Fig. 5:. Analysis of publicly available TPE decisions by REACH Annex (tonnage band)

(A) Stacked bar plots show the number of substances in each Annex for which publicly available TPEs were examined. Gray color represents TPEs without read-across adaptations, and orange represents those with read-across adaptations. (B,C) The number of substances with accepted (B) and rejected (C) read-across adaptations. Within each stacked bar plot, submissions that used analogue (lighter shade) or group (darker shade) read-across are shown. In some instances of rejected read-across, the type of read-across could not be determined (white). (D) For each Annex number, odds ratios (OR) and 95% confidence intervals for acceptance in group vs analogue (i.e., an OR > 1.0 corresponds to greater odds of acceptance for group). The intervals for Annex IX and VIII do not contain the null OR = 1.0, corresponding to significantly greater odds of acceptance for group (p < 0.05).

Fig. 6:. Analysis of publicly available TPE decisions by OECD TG study

(A,B) Stacked bar plots show the number of substances (i.e., testing proposals) for each TG, separated into “human health” (A), and other (B) OECD test categories.

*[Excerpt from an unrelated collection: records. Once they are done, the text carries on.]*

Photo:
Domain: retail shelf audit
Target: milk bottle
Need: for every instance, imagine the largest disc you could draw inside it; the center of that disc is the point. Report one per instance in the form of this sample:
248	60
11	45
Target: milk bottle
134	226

Gray color represents TPEs without read-across adaptations, and orange represents those with read-across adaptations. (C,D) The number of substances with accepted (C) and rejected (D) read-across adaptations. Within each stacked bar plot, submissions that used analogue (lighter shade) or group (darker shade) read-across are shown. In some instances of rejected read-across, the type of read-across could not be determined (white). (E) For the overall data and when split by OECD guideline type, odds ratios (OR) and 95% confidence intervals for acceptance in group vs analogue (i.e., an OR > 1.0 corresponds to greater odds of acceptance for group). The intervals for overall, TG 414 and TG 408 do not contain the null OR = 1.0, corresponding to significantly greater odds of acceptance for group (p < 0.05).

Fig. 7:. Analysis of publicly available TPE decisions by assessment elements (AEs)

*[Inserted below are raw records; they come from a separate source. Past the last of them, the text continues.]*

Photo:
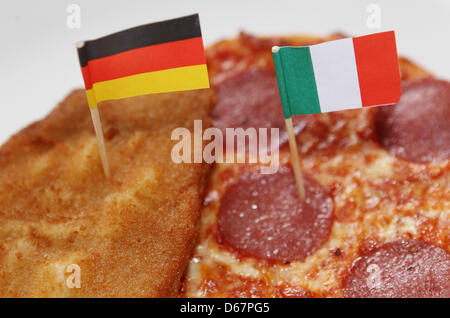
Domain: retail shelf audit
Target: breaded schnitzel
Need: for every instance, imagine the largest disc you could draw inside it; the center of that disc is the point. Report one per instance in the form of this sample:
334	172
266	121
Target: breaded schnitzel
131	235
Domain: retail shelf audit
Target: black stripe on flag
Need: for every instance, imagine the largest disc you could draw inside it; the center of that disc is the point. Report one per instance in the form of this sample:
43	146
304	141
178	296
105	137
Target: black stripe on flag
149	34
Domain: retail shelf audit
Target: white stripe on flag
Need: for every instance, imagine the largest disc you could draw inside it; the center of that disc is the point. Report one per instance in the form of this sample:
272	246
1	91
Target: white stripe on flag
336	75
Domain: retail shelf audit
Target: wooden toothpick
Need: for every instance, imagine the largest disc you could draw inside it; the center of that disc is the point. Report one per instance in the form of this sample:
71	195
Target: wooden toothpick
97	126
295	159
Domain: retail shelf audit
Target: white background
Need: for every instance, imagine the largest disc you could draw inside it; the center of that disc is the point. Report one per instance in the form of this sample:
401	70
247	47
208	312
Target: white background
39	65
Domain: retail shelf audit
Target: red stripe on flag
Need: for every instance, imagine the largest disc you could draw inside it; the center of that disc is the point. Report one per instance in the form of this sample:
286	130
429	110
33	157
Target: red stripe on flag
146	59
378	70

(A,B) Stacked bar plots show the number of substances overall and for each AE, separated into TPEs that were accepted (A) and rejected (B). For AE 15 (marked with *), the fraction shown is for UVCB substances only. (C) For the overall data and for each AE, odds ratios (OR) and 95% confidence intervals for acceptance for group vs analogue (i.e. an OR > 1.0 corresponds to greater odds of acceptance for group). The intervals for overall, AE 1, AE 8, and AE 15 do not contain the null OR = 1.0, corresponding to significantly greater odds of acceptance for group (p < 0.05). (D) ORs from multiple logistic regression analyses with predictors submission year, decision year, group vs. analogue-based RA, and all AEs. For each column (all TPEs, mono-constituent, and UVCB), the ORs are displayed on a color scale, where red indicates predictor increases the chance of acceptance, blue indicates predictor decreases the chance of acceptance, and * denotes coefficients that have false discovery rates of q < 0.05.

Fig. 8:. Reasons that were stated by ECHA for the rejection of a testing proposal with read-across

The light bar represents when a registrant proposed an AE that ECHA disagreed with and/or interpreted differently. The dark bar represents the registrant failing to take an AE into account in the read-across hypothesis.

Fig. 9:. Source-to-target Jaccard similarity values for read-across proposals

(A) Accepted and (B) rejected testing proposals. Mean similarity values were not significantly different. However, a rigorous cutpoint analysis revealed that testing proposals with read-across for source and target substances with very high similarity (> 0.9) were significantly more likely to be accepted (p = 0.0003, OR = 7.0).